Shankar Subramaniam, professor of mechanical engineering and founding director of CoMFRE, has taught this course at Iowa State since 2007.
Course description: “The ME/ChE 632 course content is on multiphase flows, which are flows involving solid particles flowing in air or other gases (as encountered in sandstorms, coal-fired power plants or biomass pyrolysis reactors), or in water or other liquids (sediment transport, soil erosion by water runoff, sand in oil pipelines), liquid droplets in air (sprays as in car engines, aerosol droplets from people coughing), or air or other gas bubbles in water or other liquids (bubbles in the ocean or food processing and in chemical reactors),” said Subramaniam.
Project-based, student-driven learning: ME/ChE is an advanced graduate class focusing on project-based learning. Students pick a multiphase flow project of their choice and apply the skills learned in readings, lectures, and in-class activities to work through their project. Students take ownership of their projects and learning.
In fact, on some assignments, students grade themselves. Subramaniam hands them the rubric and students are expected to evaluate themselves. This gives them the responsibility to honestly reflect and assess their work.
In-person-distance blend: ME/ChE is unique because it is offered in-person and online so students working in the industry can enroll in this class.
Students in the distance section engage all the same activities as those in class, just asynchronously, on their own time. They are still getting similar experiences as those taking it on campus.
The course format made the March 2020 transition, when all Iowa State classes moved online, a little bit easier. Since Subramaniam was already uploading the lectures for his distance ed students, he was able to continue to meet with his class via Webex, use the recording feature and then upload lecture recordings for his students. While the students attending in person on campus still had to adjust to doing their in-class activities virtually, having the basics of virtual learning made the process as smooth as a change this big can be.
What students say: ME/ChE course is very popular among students. Hugh Warren (’12, M.S. ‘13 chem engr), a student in the distance education section, said, “I have seen the benefits almost immediately. The greatest benefit this course has given me is some new ways to think about these problems and how to treat them. My creative and critical thinking skills, I know have developed more as a result – and this is something that not only has immediate but also long-term benefits.”
Barlev Nagawkar, a graduate student in mechanical engineering and student in the on-campus section, saw similar benefits.“Not only did I get to build a strong foundation in multiphase flows, I think I am a better researcher because of it,” said Nagawkar.
Nationwide leader in multiphase flow courses: Colleges across the country are designing courses similar to ME/ChE 632. Stanford University, Cornell University and the University of Florida all now have a course focusing on multiphase flows. Subramaniam has shared his course materials with peers at these and other universities as a reference as they are designing their courses.

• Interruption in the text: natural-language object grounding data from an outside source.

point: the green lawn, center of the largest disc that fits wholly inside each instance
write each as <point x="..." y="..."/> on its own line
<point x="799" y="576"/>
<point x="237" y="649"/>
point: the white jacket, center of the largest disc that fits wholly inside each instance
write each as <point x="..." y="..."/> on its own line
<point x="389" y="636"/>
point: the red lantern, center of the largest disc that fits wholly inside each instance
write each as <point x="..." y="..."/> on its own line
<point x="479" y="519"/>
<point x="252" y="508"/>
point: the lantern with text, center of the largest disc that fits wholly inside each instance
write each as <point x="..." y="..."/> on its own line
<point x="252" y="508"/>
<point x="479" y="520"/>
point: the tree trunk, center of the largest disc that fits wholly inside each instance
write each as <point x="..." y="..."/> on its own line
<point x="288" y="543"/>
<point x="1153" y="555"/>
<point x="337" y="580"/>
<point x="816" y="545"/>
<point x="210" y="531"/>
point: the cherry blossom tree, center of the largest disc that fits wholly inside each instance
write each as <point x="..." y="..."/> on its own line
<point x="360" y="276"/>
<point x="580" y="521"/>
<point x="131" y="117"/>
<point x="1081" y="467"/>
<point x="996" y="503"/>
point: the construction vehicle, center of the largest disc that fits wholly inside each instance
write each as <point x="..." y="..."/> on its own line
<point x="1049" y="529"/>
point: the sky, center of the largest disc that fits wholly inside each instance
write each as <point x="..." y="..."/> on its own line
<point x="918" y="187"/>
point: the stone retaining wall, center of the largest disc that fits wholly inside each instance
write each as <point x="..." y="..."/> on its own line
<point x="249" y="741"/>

Subramaniam believes there is a lot of scope for expanding courses and other learning modules in the area of multiphase flow for both students and industry practitioners, and is delighted that other faculty have also joined him in enhancing CoMFRE’s educational mission.
CoMFRE director Ted Heindel, University Professor and Bergles Professor in Thermal Science, and James Michael, CoMFRE affiliate faculty member and assistant professor of mechanical engineering, have contributed guest lectures to this multiphase flow course.
Also notably, Alberto Passalacqua, CoMFRE associate director and associate professor of mechanical engineering, has offered short courses on a computational toolkit called OpenFOAM – as well as training courses in the Quadrature-based Moment Method (QBMM) formalism that is useful for modeling multiphase flows with particles, droplets or bubbles of different sizes and physical properties.
With the success of ME/ChE 632 multiphase flow course, Subramaniam believes it will be possible to continue expanding into new areas.